Even though there is certainly a lot to be improved, we try to contain environmental damage and support, for example, environmental projects of BUND and NABU. In our manufactory, we rely to 100% on renewable energies, reduce our paper consumption as much as possible, and consistently refrain from unnecessarily overpacking our products.
Our conviction of sustainability and naturalness is also reflected in manufacturing our myrto products: preferably our myrto facial care products are packed in minimalist glass bottles and jars. Exceptions are the microbially sensitive creams in airless dispensers with recycled plastic. As a result, we are able to realize optimally skin-friendly formulations with valuable natural ingredients without conventional preservatives. For our shampoos and conditioners as well, we use airless dispensers instead of glass bottles - the risk of breakage and injuries being usually too high in the slippery shower area. The dispensers are made in Germany, consisting of 100% polypropylene, and being fully recyclable.
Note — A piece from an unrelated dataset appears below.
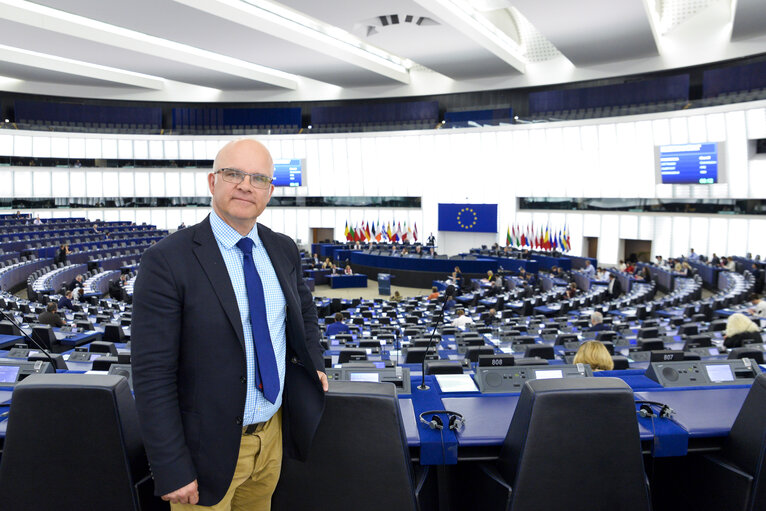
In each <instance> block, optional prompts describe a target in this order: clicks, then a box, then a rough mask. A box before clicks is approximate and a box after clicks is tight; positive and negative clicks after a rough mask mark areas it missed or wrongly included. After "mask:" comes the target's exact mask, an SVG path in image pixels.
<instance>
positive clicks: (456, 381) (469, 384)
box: [436, 374, 479, 393]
Topic bioplastics: Although we are eagerly awaiting it: Unfortunately, there are still no suitable packaging bottles available, made of pure plant based bioplastics, naturally decomposing in the environment in due time. There are attempts by the industry to produce biodegradable plastics with proportions of sugar cane, cellulose or corn, being principally biodegradable and compostable. However, the plant based content of such packaging is only a few percent currently - the main part is of petrochemical origin. Current bioplastic packaging is therefore more likely to be considered a marketing measure.